Star Rating:

Robocop (2014)

Actors: Abbie Cornish, Douglas Urbanski

Release Date: Monday 30th November -0001

Genre(s): Action, Sci-Fi

Running time: USA minutes

First things first: go into your hard-drive, open your memory banks, select the 1987 RoboCop file, and delete it. Anyone going in expecting this to live up to their expectations of the original is going to be sorely disappointed, as gone is the over-the-top violence (this being given a wider-audience friendly 12a cert) and the over-the-top satirical nature (no dinosaurs selling cars this time round). In their place, we get some very intelligent moral and ethical questions being asked in the midst of an entertaining sci-fi shoot 'em up.

Opening up a few decades in the future, where American robots are keeping the peace in what looks like an already peaceful Tehran, we have Samuel L Jackson doing his best Bill O'Reilly impression, hosting a show that is live-feed'ing the audience some footage of suicide bombers. From there, we meet Officer Murphy (Joel Kinnaman, decent), who gets car-bombed by the crime-boss he's been investigating. Jump to Michael Keaton, playing a sort of Evil Bruce Wayne, who is privately-funding Gary OIdman's genius doctor who builds the suit to keep Murphy alive, as well as becoming a new form of defence on home soil.

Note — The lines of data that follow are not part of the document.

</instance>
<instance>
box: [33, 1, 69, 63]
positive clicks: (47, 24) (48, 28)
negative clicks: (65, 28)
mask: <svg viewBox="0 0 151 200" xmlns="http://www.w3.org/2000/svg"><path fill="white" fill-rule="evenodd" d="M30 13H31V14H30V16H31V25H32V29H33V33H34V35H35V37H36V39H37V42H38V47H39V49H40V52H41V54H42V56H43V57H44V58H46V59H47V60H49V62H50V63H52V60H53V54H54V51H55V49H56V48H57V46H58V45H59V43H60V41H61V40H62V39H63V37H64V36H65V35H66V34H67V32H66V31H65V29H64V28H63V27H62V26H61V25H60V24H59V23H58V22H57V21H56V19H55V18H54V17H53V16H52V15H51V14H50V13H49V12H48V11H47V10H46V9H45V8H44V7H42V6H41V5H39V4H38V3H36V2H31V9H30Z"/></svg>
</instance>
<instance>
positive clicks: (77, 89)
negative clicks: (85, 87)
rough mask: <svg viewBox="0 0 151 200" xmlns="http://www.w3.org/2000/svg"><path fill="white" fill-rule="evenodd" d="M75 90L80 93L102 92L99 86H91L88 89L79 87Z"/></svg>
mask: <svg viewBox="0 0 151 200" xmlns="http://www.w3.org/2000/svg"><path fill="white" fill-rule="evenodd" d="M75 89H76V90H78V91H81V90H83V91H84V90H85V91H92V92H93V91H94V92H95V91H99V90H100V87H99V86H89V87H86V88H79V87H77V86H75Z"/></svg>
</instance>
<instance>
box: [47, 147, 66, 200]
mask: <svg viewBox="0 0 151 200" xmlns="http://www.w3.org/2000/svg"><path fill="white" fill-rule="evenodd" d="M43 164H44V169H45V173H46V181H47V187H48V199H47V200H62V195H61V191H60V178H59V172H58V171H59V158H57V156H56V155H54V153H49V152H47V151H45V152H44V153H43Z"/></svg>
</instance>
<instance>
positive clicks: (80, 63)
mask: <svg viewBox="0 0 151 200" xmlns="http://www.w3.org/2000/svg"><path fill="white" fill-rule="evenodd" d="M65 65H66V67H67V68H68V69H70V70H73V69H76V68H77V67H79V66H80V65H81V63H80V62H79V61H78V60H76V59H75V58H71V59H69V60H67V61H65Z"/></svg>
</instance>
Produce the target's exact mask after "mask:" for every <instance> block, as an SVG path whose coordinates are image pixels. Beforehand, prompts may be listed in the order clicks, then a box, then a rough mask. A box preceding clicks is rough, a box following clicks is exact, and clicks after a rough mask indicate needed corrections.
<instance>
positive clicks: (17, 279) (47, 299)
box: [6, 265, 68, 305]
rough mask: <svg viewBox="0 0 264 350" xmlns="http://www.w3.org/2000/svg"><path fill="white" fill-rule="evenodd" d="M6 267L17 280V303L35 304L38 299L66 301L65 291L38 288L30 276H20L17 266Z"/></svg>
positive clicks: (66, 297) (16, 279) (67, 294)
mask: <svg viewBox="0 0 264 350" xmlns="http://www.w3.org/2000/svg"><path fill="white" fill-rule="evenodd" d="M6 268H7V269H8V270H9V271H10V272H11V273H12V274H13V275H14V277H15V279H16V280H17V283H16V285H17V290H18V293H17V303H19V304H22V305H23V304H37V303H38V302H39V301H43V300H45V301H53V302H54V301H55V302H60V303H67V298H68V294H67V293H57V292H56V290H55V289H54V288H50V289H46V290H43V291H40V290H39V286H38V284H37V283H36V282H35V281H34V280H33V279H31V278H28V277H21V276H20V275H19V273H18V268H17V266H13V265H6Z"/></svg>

In case you hadn't noticed, this version of Robocop is not so much taking pot-shots at the excessive commercialism like the original, but instead going for the jugular of the current political climate. Anyone with a passing knowledge of the stuff that Jon Stewart complains about on a nightly basis will find something to chew on here, but all this pumped up IQ does come at a price, with the fun-level lowered quite a bit from the original.

Yes, we know, we should be taking this movie on its own merits, but a movie about a cop that is half-human, half-robot sounds like it SHOULD be a lot of fun, and while there is some half-way decent action scenes to be found here, there's not nearly enough of them. They also have a fair smack of video-games to them, although that feels like it may have been the point. Plus whenever the story drifts away from the big issues towards Murphy's home life (Abbie Cornish is underwritten and underused as Mrs Murphy), or the crime-boss plot (far and away the least interesting part of the movie), the quality dips noticeably.

Still though, in telling the story as a kind of futuristic Frankenstein, or a conglomerate Captain America, this really is a strong step in a new direction for a potential franchise. If they can keep their thinking caps on while upping the explosion count for part two, then this could be the beginning of something special.